Hence, “Downers” – a term already infused with negative connotations – are seen not as individuals, but as expenses, not as living, breathing souls blessed with the capacity for happiness and goodness, but as ledger entries on a broad government-mandated, “we all pay” spreadsheet.

The same for overweight people in the UK. We all pay, so you’d better change your behavior, or “we” will withhold the healthcare “we” manage via the emotionless state.

Think this is alien to the US? Think again. Many politicians want the equivalent of “Death Panels” as written into Obamacare under the title, “Independent Payment Advisory Board” (IPAB) and the term “Best Practices.”

These functional apparatuses place politicians and bureaucrats in charge of what the government will pay, and for what.
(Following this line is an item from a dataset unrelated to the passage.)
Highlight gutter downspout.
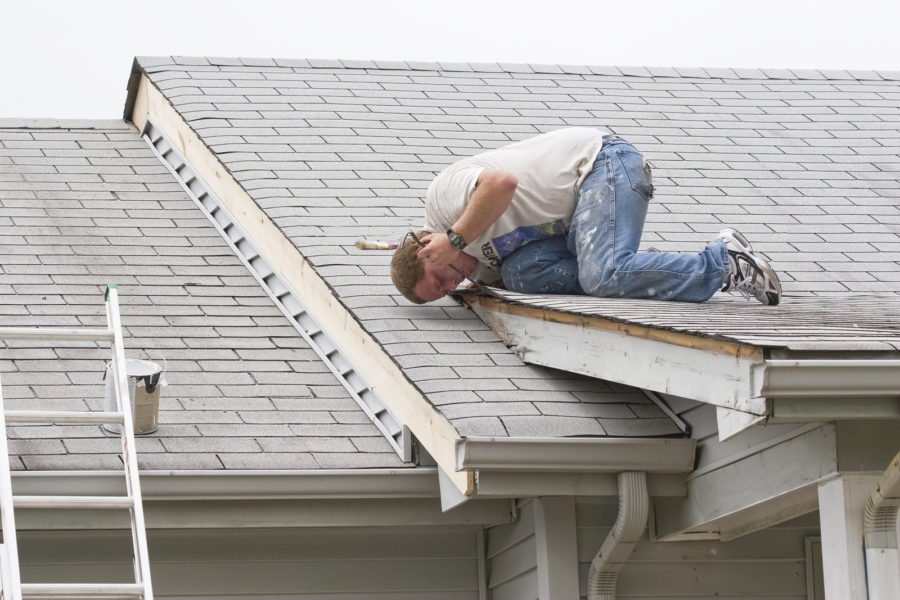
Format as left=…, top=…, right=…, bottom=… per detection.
left=863, top=453, right=900, bottom=600
left=587, top=471, right=650, bottom=600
They are partly the brainchild of Rahm Emanuel’s brother, Ezekiel Emanuel, a doctor who helped fashion Obamacare, and who has openly stated that he does not want to live past 75, because he believes people who do so are a burden on “society” (ie the government-funded health system he espouses). In fact, in his seemingly endless 2014 piece for The Atlantic, Emanuel not only offers this choice as his own, but implies that his example should be the norm, and that policy should lead the way. He goes so far as to quote Sir William Oster, from his textbook, The Principles and Practice of Medicine:

“Pneumonia may well be called the friend of the aged. Taken off by it in an acute, short, not often painful illness, the old man escapes those ‘cold gradations of decay’ so distressing to himself and to his friends.”

Sure thing.

And this kind of soulless conceit – wherein someone can assume for another what is best for him or her, simply undercut another’s personal hopes, preferences, dreams, and very life -- is what “policy-makers” (also known as political thugs) like Emanuel have promoted for years. In fact, Emanuel has stated that he sees it as essential that the U.S. health system decide which people get the government resources. Like the Liverpool Pathway, if one is older and ill, or very tiny and not standing a great chance of survival, government resources should be cut off. It’s all about the value you represent to the state, i.e., the potential you have of surviving to become a taxpayer who will be a good “investment” for the government.

To them, you are government livestock, and Emanuel is the manager of the slaughter shack.

So when you see reports about the Dutch calculating the “expense to society” of a “Downer”, don’t think this is a foreign concept, or lost with the Nazis. It’s already been written into U.S. policy, and the attitude that produced it is prevalent among the left.

As Princeton professor Robert George asked:

"Do the Dutch, who suffered under — and in many cases heroically resisted — Hitler's domination, forget that the 'final solution' began with the dehumanization and eugenic killing of the handicapped?"

It seems many in Holland do. And so, too, do they in the U.S.